Two weeks ago almost to this moment, the lives of me and many of my friends changed forever. Today, I kept recalling a statement that I’ve heard in almost every situation like the one me and my friends just went through. “I can’t imagine what you’re going through!” Today, I kept thinking, “That’s right! You can’t imagine it!” Because two weeks ago today I couldn’t imagine it either!
Now I have a totally new relationship with fire. Sure, I’ve seen firestorms before, on television, in newspapers. I’ve even known people who lost everything. But I’ve never had it breathing its hot breath down my back before. Sure, I’ve tried to imagine what it would be like to lose everything when I saw it on TV or read it in a newspaper. But there’s that phrase again. “I can’t imagine what you’re going through!” And I couldn’t then. But now I don’t have to imagine. Even though my house is still standing, I went through the process in a way that was so real it cannot be called imagination.

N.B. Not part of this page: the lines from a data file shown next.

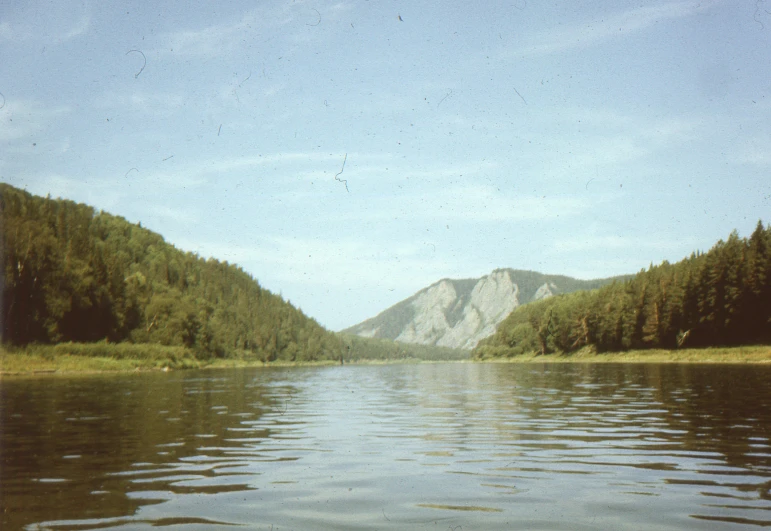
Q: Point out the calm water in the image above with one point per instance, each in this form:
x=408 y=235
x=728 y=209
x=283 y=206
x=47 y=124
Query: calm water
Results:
x=391 y=447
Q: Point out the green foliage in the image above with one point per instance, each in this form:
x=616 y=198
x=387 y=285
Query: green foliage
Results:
x=74 y=275
x=720 y=298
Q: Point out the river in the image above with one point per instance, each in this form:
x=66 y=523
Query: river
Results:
x=454 y=446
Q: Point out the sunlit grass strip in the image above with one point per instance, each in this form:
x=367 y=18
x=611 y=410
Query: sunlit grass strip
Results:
x=746 y=354
x=94 y=357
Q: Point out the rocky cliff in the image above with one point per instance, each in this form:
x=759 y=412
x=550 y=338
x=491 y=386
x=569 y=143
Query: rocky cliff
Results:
x=460 y=313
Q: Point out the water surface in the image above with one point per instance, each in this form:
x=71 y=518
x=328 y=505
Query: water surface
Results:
x=391 y=447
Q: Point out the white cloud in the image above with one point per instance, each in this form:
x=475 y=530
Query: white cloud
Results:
x=79 y=28
x=591 y=32
x=23 y=118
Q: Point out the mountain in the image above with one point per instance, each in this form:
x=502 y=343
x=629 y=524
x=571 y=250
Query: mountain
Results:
x=718 y=298
x=460 y=313
x=74 y=274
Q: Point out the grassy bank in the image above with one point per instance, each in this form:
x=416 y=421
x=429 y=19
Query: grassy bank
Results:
x=748 y=354
x=94 y=357
x=127 y=357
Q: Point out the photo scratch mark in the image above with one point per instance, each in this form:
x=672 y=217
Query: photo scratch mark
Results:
x=143 y=57
x=520 y=95
x=337 y=175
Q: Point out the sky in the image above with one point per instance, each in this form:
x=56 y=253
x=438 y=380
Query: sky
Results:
x=350 y=153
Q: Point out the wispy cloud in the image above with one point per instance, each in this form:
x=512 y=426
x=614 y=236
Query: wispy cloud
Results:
x=591 y=32
x=80 y=27
x=23 y=118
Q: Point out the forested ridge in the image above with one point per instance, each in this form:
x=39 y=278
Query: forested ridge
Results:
x=718 y=298
x=74 y=274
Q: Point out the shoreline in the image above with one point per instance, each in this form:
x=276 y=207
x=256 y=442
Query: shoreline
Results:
x=49 y=360
x=746 y=355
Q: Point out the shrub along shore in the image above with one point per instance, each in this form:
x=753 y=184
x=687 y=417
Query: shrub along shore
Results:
x=68 y=358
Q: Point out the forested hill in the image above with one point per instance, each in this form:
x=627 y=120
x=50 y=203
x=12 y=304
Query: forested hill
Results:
x=722 y=297
x=72 y=274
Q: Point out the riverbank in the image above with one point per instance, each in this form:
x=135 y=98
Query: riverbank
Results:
x=74 y=358
x=84 y=358
x=747 y=354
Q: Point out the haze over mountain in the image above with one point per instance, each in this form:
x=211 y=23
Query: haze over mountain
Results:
x=460 y=313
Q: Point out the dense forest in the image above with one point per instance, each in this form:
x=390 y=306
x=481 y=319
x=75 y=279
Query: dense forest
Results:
x=718 y=298
x=74 y=274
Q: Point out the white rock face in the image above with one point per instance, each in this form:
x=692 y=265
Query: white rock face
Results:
x=544 y=292
x=430 y=323
x=491 y=300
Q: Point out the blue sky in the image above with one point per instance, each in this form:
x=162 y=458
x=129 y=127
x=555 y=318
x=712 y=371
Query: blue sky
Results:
x=579 y=138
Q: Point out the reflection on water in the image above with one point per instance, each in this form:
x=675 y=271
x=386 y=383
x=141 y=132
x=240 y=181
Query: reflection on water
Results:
x=395 y=446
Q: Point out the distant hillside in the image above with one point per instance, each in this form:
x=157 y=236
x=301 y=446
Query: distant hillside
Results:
x=459 y=313
x=73 y=274
x=718 y=298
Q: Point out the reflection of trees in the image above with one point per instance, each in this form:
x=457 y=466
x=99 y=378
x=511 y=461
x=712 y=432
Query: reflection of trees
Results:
x=110 y=436
x=671 y=412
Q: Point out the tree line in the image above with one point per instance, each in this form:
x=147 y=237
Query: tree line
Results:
x=718 y=298
x=74 y=274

I have lost many things that are just as important and just as devastating as losing my house and all my material belongings. I lost the peace of mind that came with my routine of walking in the forest everyday, breathing in the fresh air, recognizing the wildlife, hearing the birds singing, the familiarity of the constant dependable relationship with nature. Yes! Yes! Yes! I know! It will come back in the spring. It will be renewed by the winter rains! This is a natural part of the cycle of life. But so is grieving loss! So is the struggle to keep one’s footing when everything familiar and everything nurturing has suddenly been ripped out from under you!
I will cry, I will have bad dreams, I will grieve! I am a survivor. But this I know from my life experience. I have survived because I do not hold back what is there naturally. I don’t need to pretend I’m all together when I’m hurting and I’m sad. That is as natural as the rains coming to nurture new growth among the ashes. Perhaps my tears are like the rain!